Perhaps if you put a scarecrow in the chicken coop it might deter the little buggers? Might also confuse the chickens.

C. N. Nevets said...

I think it's the non-idyllic nature of farm life that has always appealed to me. While I don't relish going out in wind chill -10F to do morning chores and finding slaughtered chickens everywhere, there's part of me that has an existential craving for being forced to confront the world that way. I don't know if that makes any sense at all.

That's a huge loss, as Anne said, and I hope you find a good way to thwart the weasel. Have you checked with your local extension office to see if they have advice on weasels?

Alex J. Cavanaugh said...

Marilyn Manson scares me!
What about a dog barking? Would a tape of that scare away the weasel?

Perri said...

So sorry about your flock. We had a fox issue this summer and it is a helpless feeling indeed.

The thing that seemed to work for use was dogs. We left our dogs out during the fox's favorite attack times.

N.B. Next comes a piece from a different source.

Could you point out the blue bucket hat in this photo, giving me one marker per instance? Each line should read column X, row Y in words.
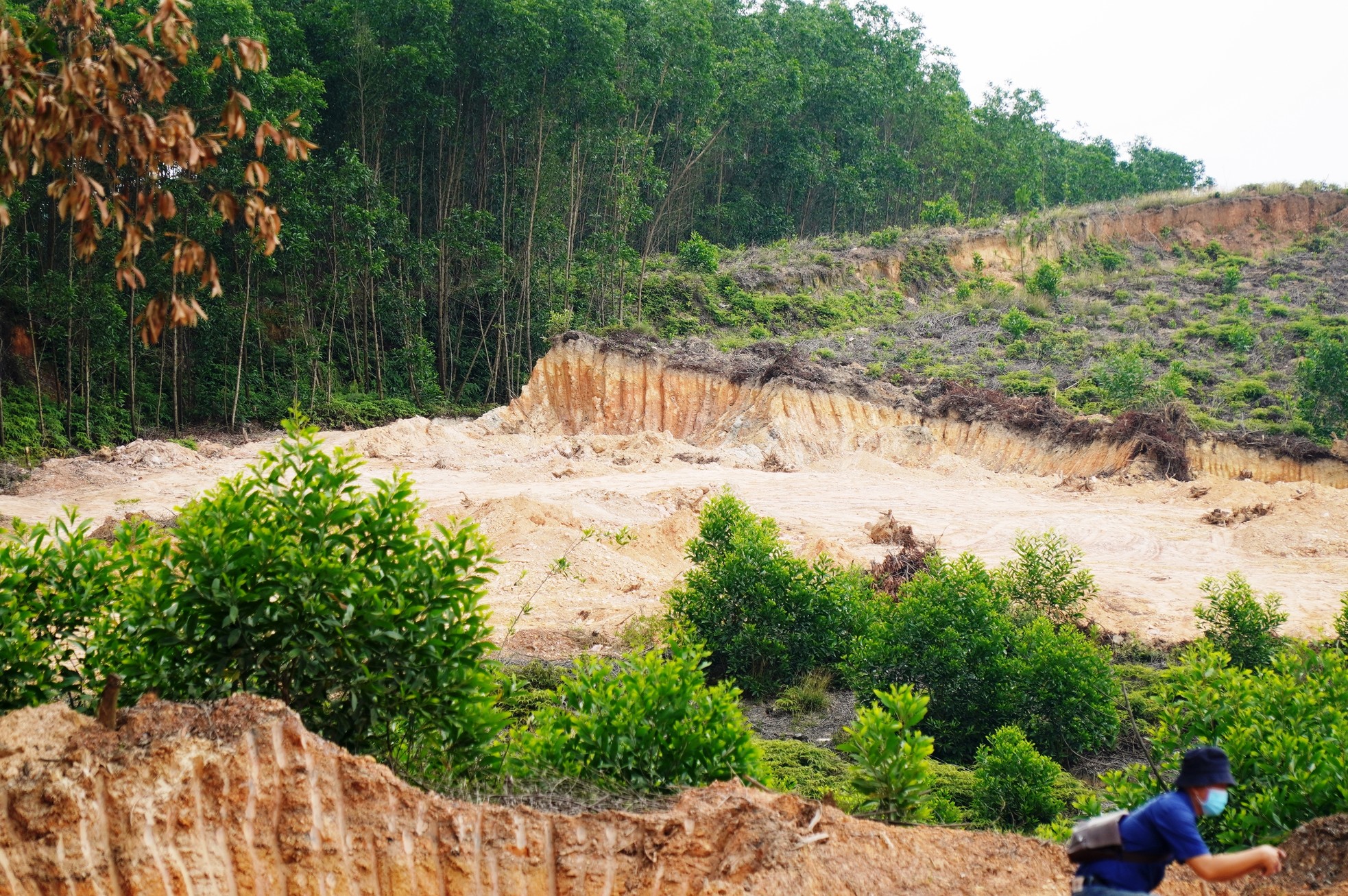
column 1204, row 767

Might also be helpful to figure out where the weasel is getting in and
shore up the coop.

Good luck!
Good luck!

Laura Canon said...

Sorry to hear it.
Have you ever read Tarka the Otter by Henry Williamson? Your post brought it to mind...it's life written entirely from the weasel's point of view.

Yvonne Osborne said...

Anne,
Yeah, me too! Thank you.

Nevets,
Actually that makes total sense. And that's a great idea about the extension office. We hadn't thought of that. Thanks!

Alex,
Hi! It probably would. We should get a dog. Thanks!

Perri,
Thanks! If we had a dog we probably wouldn't be having this problem. It's very perplexing. We can find no point of entry. A nice border collie would probably do the trick.

Laura,
No, I haven't heard of that book. How interesting. But I probably wouldn't be very sympathetic to the creature's point of view! Thanks!

foldingfields said...

Farm life is not idyllic. My father and his side of the family have farmed, which brings out worry like (anyone but) you wouldn't believe.
I think a dog is the best solution...a Border Collie will catch anything it sets its sights on!